Two in the Amsterdam Rain (雨のアムステルダム, Ame no Amsterdam) is a 1975 Japanese romantic drama spy thriller directed by Koreyoshi Kurahara and written by Nobuo Yamada. It is a rare example of a Japanese film set in the Netherlands. The plot concerns a Japanese expatriate in Amsterdam who rekindles his connection to an old flame, and the international spy plot that slowly engulfs them.

It stars a multi-national cast, including Kenichi Hagiwara as the protagonist, Keiko Kishi as his femme fatale crush, Rentarō Mikuni as an employee of a rival trading company, and Alain Cuny as the film's overarching antagonist. Toho released the film theatrically on March 21, 1975, in Japan.

==Premise==
Akira Sakuda (Kenichi Hagiwara) is a Japanese expatriate working in Amsterdam for a small trading company. He spots Ryo (Keiko Kishi), a woman he had a crush on in high school, at the Schiphol Airport, and again in the rainy streets. He approaches her, and they catch up with one another. Akira still has feelings for Ryo, but there is more to her than meets the eye. Slowly but surely, the two become wrapped up in an international conspiracy involving trade disputes, oil and politics.

==Production==
Shooting took place in various locations throughout Amsterdam. These include the Schiphol Airport, the Hotel Okura Amsterdam, Dam Square and Amsterdam Centraal station.
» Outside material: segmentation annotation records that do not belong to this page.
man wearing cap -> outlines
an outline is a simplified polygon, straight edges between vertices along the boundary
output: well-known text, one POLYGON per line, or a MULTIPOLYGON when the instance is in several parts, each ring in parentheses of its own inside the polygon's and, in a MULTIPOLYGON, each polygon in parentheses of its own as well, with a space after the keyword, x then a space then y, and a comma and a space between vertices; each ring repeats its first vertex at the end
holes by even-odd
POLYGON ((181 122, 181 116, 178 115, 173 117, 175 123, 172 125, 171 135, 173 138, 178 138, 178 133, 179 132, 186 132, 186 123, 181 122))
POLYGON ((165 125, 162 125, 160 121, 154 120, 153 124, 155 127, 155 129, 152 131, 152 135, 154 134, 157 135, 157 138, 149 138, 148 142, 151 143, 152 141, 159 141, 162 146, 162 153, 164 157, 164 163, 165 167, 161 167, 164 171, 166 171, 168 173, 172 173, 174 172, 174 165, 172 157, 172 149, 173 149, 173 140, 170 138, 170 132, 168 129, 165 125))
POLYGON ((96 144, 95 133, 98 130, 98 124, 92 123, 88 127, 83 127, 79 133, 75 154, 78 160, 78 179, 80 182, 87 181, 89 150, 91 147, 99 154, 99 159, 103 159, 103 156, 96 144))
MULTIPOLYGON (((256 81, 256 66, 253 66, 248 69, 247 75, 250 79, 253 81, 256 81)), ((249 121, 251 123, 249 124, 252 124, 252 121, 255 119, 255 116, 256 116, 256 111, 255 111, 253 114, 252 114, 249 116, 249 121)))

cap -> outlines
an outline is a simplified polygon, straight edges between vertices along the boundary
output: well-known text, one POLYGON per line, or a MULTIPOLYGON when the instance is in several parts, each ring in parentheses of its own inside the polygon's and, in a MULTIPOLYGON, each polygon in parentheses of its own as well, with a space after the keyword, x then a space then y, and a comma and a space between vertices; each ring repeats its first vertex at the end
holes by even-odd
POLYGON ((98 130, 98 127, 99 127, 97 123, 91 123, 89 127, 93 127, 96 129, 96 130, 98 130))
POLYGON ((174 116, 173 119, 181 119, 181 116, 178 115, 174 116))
Tomohiro Kaiyama produced several films for Kurahara, including his 1983 blockbuster Antarctica. Nobuo Yamada also collaborated with Kurahara multiple times, having earlier written Sunset, Sunrise and Safari 5000, and later adapting Strawberry Road for the director.

==Music==
The film's jazz-funk score was composed by Takayuki Inoue, a member of Japanese band The Spiders. It was released in 1975 by Polydor Records.

| No. | Title | Length |
|---|---|---|
| 1. | "Two in the Amsterdam Rain Theme" | 3:39 |
| 2. | "Suspense in the Rain" | 1:54 |
| 3. | "Ryo's Theme" | 1:59 |
| 4. | "Two in the Amsterdam Rain Theme 2" | 2:46 |
| 5. | "Love Theme" | 2:27 |
| 6. | "Market Morning" | 1:08 |
| 7. | "Love Theme 2" | 1:56 |
| 8. | "Two in the Amsterdam Rain Theme 3" | 1:15 |
| 9. | "Roller Skating (from The Fall of Youth)" | 1:32 |
| 10. | "Theme of Zao Zesshō" | 4:50 |
| 11. | "Ryo's Theme 2" | 3:12 |
| 12. | "Bad Friend" | 3:10 |
| 13. | "Jukebox" | 0:59 |
| 14. | "Theme from The Fall of Youth" | 4:48 |
| Total length: |  | 35:35 |

==Release==
Two in the Amsterdam Rain was theatrically released by Toho on March 21, 1975, in Japan.

The film was released to DVD on December 18, 2019, as part of Toho's DVD Masterpiece catalogue. This was to commemorate the death of Hagiwara, who had died earlier that year.